I love this child so desperately. She is my baby – a precious, unexpected, thoroughly sublime surprise who must have known how much we needed her. In 1998, Michael and I made the heartbreaking decision that our family would have to be complete with two children (as opposed to the three we had always imagined) because of our uncertainty at that time as to what type of care our younger daughter, Allie, who had just been diagnosed with autism, might need in the years ahead. That decision notwithstanding, Hanna joined our family in March 1999, and the joy she has brought to us ever since has always felt like something of a miracle to me.
That she was, from the moment she first drew breath, the easiest and most accommodating child ever to have been born was an added bonus, but with Hanna – finally – I felt like the mother I had always hoped to be. There was none of the first-time-parent anxiety that Caitlin, to her great credit, endured with such gentle and forgiving grace, nor the despair and terror and exhaustion that being the parent of a child with special needs occasioned. With Hanna, it was different. I was endlessly patient, creative, and wise, and I was far more concerned with being the parent she needed as opposed to the parent I thought the rest of the world thought I should be. With Hanna, I pretty much got most things right, which is not to say that Hanna is a “better” child than Cait or Allie, just that she had the benefit of a mother who had gained greater insight, made better decisions, and was a lot less uptight.

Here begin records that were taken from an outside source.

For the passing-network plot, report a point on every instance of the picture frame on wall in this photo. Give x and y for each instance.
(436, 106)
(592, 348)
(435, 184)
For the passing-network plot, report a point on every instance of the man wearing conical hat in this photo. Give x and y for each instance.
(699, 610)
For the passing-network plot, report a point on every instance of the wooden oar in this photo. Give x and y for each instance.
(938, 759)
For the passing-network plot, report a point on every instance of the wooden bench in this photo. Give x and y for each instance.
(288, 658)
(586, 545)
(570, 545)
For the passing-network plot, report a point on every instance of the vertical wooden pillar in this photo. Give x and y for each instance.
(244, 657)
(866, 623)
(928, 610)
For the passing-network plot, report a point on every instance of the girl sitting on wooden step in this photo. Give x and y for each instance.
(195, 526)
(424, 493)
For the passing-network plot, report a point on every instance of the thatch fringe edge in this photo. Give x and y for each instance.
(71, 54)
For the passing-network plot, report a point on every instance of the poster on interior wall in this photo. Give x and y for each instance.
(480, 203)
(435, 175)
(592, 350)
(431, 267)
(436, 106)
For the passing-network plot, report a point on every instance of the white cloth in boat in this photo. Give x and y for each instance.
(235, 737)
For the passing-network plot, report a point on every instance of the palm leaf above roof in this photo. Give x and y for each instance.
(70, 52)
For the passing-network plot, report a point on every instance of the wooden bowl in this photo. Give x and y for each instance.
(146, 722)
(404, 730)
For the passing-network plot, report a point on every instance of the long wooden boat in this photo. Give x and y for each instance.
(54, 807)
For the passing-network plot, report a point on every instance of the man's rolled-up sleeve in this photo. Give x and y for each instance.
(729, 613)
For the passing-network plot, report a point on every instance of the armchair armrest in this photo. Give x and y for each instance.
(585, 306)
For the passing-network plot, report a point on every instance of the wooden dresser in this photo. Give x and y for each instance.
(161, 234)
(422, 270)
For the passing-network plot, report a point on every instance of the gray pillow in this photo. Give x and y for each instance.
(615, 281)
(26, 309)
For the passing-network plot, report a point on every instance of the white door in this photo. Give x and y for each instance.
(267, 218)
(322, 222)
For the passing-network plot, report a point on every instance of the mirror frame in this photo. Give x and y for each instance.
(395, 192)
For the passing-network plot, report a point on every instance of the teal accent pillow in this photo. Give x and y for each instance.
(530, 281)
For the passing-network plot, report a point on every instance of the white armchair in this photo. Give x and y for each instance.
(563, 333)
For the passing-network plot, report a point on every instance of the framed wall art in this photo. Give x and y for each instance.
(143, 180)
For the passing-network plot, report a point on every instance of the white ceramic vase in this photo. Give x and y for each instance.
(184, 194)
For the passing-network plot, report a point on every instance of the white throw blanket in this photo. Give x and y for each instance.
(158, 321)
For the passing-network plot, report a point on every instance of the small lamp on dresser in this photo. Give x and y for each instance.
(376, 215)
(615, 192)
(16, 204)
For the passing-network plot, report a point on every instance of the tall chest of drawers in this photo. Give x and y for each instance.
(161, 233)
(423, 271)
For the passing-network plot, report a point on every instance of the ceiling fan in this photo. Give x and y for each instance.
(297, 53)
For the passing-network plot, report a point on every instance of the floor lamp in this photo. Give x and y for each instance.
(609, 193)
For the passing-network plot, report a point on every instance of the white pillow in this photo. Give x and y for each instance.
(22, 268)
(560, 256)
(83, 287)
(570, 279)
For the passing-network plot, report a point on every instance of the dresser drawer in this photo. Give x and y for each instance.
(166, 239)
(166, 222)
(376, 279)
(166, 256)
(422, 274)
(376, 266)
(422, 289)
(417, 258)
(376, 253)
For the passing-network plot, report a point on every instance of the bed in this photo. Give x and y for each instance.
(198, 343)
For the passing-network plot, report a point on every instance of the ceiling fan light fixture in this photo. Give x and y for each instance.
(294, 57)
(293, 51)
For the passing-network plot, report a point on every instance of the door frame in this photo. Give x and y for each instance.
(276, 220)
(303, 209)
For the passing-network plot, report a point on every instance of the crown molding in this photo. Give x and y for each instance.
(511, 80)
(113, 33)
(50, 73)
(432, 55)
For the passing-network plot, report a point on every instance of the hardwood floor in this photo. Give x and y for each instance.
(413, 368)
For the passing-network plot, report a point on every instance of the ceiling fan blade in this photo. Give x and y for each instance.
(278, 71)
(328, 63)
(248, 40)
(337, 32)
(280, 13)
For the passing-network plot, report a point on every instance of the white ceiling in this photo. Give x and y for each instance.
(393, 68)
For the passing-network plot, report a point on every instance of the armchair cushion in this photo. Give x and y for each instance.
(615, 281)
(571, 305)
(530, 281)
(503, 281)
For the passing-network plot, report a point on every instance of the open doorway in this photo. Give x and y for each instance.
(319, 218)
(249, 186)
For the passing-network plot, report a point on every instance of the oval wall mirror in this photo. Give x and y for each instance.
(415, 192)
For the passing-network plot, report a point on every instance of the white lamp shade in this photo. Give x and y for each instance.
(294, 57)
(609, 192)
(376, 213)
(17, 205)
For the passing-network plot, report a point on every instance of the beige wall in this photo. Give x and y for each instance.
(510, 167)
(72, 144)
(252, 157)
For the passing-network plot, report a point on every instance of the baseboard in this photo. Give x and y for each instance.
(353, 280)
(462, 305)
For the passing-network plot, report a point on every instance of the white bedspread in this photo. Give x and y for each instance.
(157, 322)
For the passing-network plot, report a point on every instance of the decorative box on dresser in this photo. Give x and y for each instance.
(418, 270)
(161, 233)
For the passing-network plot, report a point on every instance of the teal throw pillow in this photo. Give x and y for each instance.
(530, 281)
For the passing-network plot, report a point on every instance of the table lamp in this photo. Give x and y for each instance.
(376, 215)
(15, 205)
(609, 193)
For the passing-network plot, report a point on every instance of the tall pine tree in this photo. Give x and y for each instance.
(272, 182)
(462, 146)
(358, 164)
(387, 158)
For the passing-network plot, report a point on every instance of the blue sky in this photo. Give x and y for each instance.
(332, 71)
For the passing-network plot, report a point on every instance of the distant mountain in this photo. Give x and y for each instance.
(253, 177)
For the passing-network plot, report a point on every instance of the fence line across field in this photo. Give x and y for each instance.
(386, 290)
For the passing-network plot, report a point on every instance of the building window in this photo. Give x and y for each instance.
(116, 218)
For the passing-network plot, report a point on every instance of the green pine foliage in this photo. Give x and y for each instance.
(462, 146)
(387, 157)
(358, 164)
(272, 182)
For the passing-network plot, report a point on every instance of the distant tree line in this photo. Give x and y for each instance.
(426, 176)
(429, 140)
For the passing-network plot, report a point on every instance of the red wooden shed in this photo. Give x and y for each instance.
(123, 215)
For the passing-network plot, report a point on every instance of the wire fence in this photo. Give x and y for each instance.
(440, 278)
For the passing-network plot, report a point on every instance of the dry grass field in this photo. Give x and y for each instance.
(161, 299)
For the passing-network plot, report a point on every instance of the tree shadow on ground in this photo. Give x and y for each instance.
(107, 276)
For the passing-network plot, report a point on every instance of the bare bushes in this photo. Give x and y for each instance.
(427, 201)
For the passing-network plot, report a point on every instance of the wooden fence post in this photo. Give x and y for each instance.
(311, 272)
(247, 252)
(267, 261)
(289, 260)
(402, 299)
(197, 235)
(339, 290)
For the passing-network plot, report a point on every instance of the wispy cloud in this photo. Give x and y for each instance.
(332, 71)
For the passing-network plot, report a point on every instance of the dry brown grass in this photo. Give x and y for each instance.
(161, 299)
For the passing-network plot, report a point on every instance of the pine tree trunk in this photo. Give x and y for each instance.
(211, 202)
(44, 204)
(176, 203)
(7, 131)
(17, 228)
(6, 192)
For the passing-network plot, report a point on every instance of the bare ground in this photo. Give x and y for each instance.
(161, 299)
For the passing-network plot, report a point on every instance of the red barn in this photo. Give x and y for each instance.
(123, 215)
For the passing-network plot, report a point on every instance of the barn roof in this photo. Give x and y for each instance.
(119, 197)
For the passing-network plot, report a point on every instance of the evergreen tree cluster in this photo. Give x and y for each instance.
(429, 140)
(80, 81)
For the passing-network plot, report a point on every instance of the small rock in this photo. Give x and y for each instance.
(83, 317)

And so, knowing that I so thoroughly botched this college application thing – perhaps one of the most important milestones of a young person’s formative years – is mortifying, and painful, and deeply upsetting, because I should have known better – in all honesty, probably DID know better – but did all the things I wasn’t supposed to anyway.
Michael, who is a lot wiser and less prone to navel-gazing that I, has listened to me castigate myself about all of this, and has asked me what might have gone differently if I hadn’t made all of these unforced errors? Would she have gotten into more or better schools? Would she be any happier with her decision? Probably not. But she might have felt less stressed, less overwhelmed, less bad about herself. And that’s what bothers me the most.
In September, Hanna will matriculate at Mount Holyoke College – the choice of her older sister, my alma mater as well—and I know she will be spectacular. I’m hopeful that this last year of her life will grow dim in her memory and that ultimately, all she will recall will be how much she loved her college experience. I know she will do well in the years ahead, and I’m confident in her ability to rise to the challenges she will face as she makes her mark on the world. I am also hopeful that she will forgive me my frailties and come to understand that if I have been less that I should have been, it is because of my inability to comprehend a college admissions staff that fails to see all that she is and will be.
We call her Puddy, or Beanie; we called her Wiz-Biff when she was little, because that’s how she said her middle name back then. But Hanna Elizabeth O’Connor is not a mere trifle. She may have a mother who probably needs inpatient psychiatric care, but she’s a woman of fierce intelligence, conviction, and fortitude. She has much to show us. I can’t wait to see what she does.